NIH-funded study suggests specific cells and genes may be potential treatment targets.

Traumatic head injury can have widespread effects in the brain, but now scientists can look in real time at how head injury affects thousands of individual cells and genes simultaneously in mice. This approach could lead to precise treatments for traumatic brain injury (TBI). The study, reported in Nature Communications, was supported by the National Institute of Neurological Disorders and Stroke (NINDS), part of the National Institutes of Health.

Instead of clustering responses according to categories of cells in TBI, we can now see how individual cells in those groups react to head injury.
Patrick Bellgowan, Ph.D., program director at NINDS.

University of California, Los Angeles professors Fernando Gomez-Pinilla, Ph.D. and Xia Yang, Ph.D., along with their colleagues, used a novel method known as Drop-seq to closely look at individual brain cells in the hippocampus, a region involved in learning and memory, after TBI or in uninjured control animals. Drop-seq allows thousands of cells and genes to be analyzed simultaneously.

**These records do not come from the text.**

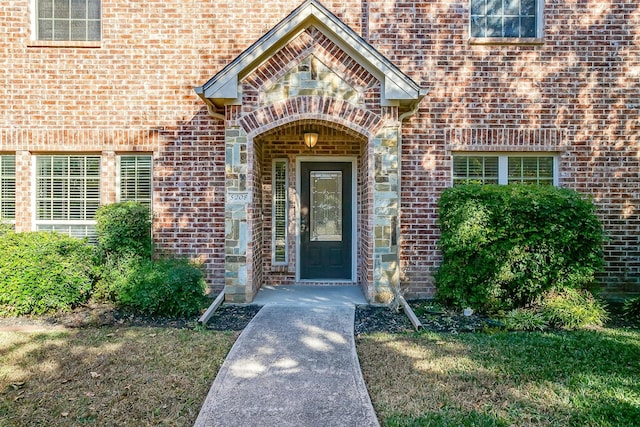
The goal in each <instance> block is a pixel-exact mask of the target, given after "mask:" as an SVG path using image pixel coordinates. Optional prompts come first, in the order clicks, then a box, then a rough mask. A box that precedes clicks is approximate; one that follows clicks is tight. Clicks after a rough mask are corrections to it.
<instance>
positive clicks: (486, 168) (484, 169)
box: [453, 156, 498, 185]
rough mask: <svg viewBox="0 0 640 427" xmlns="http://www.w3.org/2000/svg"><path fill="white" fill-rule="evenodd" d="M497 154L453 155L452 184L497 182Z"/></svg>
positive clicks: (497, 164) (497, 172)
mask: <svg viewBox="0 0 640 427" xmlns="http://www.w3.org/2000/svg"><path fill="white" fill-rule="evenodd" d="M497 183H498V156H454V157H453V184H454V185H460V184H497Z"/></svg>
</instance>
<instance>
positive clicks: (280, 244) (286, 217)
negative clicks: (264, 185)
mask: <svg viewBox="0 0 640 427" xmlns="http://www.w3.org/2000/svg"><path fill="white" fill-rule="evenodd" d="M287 176H288V174H287V160H286V159H276V160H274V161H273V190H272V191H273V215H272V216H273V251H272V253H273V260H272V263H273V264H274V265H284V264H286V263H287V259H288V257H287V252H288V251H287V242H288V238H287V210H288V201H287Z"/></svg>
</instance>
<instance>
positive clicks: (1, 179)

Its creation was in part funded by the NIH’s Brain Research through Advancing Innovative Neurotechnologies (BRAIN) Initiative.

These tools provide us with unprecedented precision to pinpoint exactly which cells and genes to target with new therapies. Another important aspect to this study was the highly collaborative and multidisciplinary nature of the work. Lots of people, from many different scientific areas, made this study possible.
Dr. Yang
We now know the secret life of single cells, including how they coordinate with other cells and how vulnerable they are to injury. In addition, seeing which types of genes, including genes involved in metabolism, were involved across many cell types helps identify processes that may be critical in TBI.  
Dr. Gomez-Pinilla

Future studies will examine how TBI affects cells in areas other than the hippocampus. In addition, more research is needed to learn about long-term effects of TBI. Analyzing individual cells and genes may identify potential therapies for TBI.